Dive Brief:
- Worker pay and benefits surged 5% during the third quarter compared with the same period last year and a key inflation gauge for the Federal Reserve rose, keeping policymakers on track for a big increase in the benchmark interest rate on Nov. 2.
- The gain in the employment cost index lagged inflation, indicating that wage pressures may persist in the unusually tight labor market despite the Fed’s most aggressive withdrawal of stimulus since the 1980s. Stiff competition for workers and a report Thursday that the economy grew 2.6% last quarter suggest that the Fed next week will likely increase the main interest rate by 0.75 percentage point for the fourth straight meeting.
- The data shows price pressures easing and the economy softening, “but the progress is not sharp enough to point toward any moderation or course reversal in the foreseeable future” by the Fed, Douglas Holtz-Eakin, president of the American Action Forum and a former director of the Congressional Budget Office, said in a report.
Dive Insight:
Wages and benefits on a quarterly basis increased 1.2% from July to September compared with a 1.3% gain during the second quarter, the Labor Department said Friday.
The slight slowing in compensation gains follows increasing forecasts of recession and a Labor Department report this month that job openings plummeted to 10.1 million in August from 11.2 million in July. The ratio of openings to unemployed workers — a key signal for Fed officials of an overheating labor market — fell during the period to 1.67 from 1.97.
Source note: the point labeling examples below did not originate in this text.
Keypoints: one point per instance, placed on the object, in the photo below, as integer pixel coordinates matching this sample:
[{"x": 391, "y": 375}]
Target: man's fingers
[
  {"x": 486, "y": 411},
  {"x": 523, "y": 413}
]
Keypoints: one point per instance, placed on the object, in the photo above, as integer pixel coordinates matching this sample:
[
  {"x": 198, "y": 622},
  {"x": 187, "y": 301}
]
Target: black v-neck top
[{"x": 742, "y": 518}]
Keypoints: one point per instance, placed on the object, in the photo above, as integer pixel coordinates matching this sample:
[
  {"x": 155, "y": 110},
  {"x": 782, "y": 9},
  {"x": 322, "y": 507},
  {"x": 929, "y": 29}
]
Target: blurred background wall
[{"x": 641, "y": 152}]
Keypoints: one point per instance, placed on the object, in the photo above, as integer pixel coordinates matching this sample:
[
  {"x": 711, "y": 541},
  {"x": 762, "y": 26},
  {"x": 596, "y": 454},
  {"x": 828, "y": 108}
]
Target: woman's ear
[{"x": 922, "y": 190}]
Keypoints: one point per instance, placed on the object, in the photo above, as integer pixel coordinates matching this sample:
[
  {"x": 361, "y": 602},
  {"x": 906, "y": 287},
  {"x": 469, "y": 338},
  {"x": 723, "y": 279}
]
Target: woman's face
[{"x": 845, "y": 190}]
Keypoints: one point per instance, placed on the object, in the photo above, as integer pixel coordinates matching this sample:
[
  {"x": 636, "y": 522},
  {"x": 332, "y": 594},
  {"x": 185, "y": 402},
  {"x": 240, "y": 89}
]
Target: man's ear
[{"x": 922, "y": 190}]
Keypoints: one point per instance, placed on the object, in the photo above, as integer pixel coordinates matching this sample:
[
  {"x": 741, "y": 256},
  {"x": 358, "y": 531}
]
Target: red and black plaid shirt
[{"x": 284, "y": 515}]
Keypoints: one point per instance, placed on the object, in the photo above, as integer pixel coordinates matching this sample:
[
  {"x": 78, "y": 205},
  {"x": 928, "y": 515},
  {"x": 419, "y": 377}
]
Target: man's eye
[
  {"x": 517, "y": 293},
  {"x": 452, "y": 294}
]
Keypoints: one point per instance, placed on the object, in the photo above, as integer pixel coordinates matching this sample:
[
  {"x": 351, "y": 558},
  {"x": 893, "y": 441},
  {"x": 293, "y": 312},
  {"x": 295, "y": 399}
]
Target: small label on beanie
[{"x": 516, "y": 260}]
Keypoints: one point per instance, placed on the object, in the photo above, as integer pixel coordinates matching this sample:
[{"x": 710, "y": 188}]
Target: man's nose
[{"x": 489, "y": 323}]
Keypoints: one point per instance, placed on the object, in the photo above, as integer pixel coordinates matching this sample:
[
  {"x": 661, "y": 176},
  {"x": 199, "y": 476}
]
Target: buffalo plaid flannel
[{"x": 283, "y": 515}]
CFOs for months have confronted intense pressure to increase wages as “help wanted'' signs go unanswered and inflation persists near a four-decade high. They may not realistically expect wage pressure to decline as long as pay increases lag inflation and the number of job openings far exceeds the number of job seekers.
Aggressive Fed tightening slowed gains in the Consumer Price Index to 8.2% in September from 9.1% in June, the highest inflation in 40 years. Yet the central bank’s preferred measure of inflation — the core personal consumption expenditures price index — increased 5.1% on an annual basis last month compared with 4.9% in August, the Labor Department said Friday.
Fed Chair Jerome Powell and other policymakers have repeatedly said that the central bank needs to see some months of falling price pressures before it begins to slow its policy tightening and feel confident inflation is declining toward its 2% goal.
Fed officials have pledged to withdraw stimulus and hit their inflation target even at the risk of a setback for businesses and a slump in employment.
“While higher interest rates, slower growth and softer labor market conditions will bring down inflation, they will also bring some pain to households and businesses,” Powell said in a speech in August.
“These are the unfortunate costs of reducing inflation,” he said. “But a failure to restore price stability would mean far greater pain.”
The central bank at the end of a two-day meeting on Nov. 2 will probably raise the benchmark interest rate by 0.75 percentage point for the fourth consecutive gathering, according to economists and market analysts. Policymakers have increased the main interest rate this year from near zero to a range between 3% and 3.25%.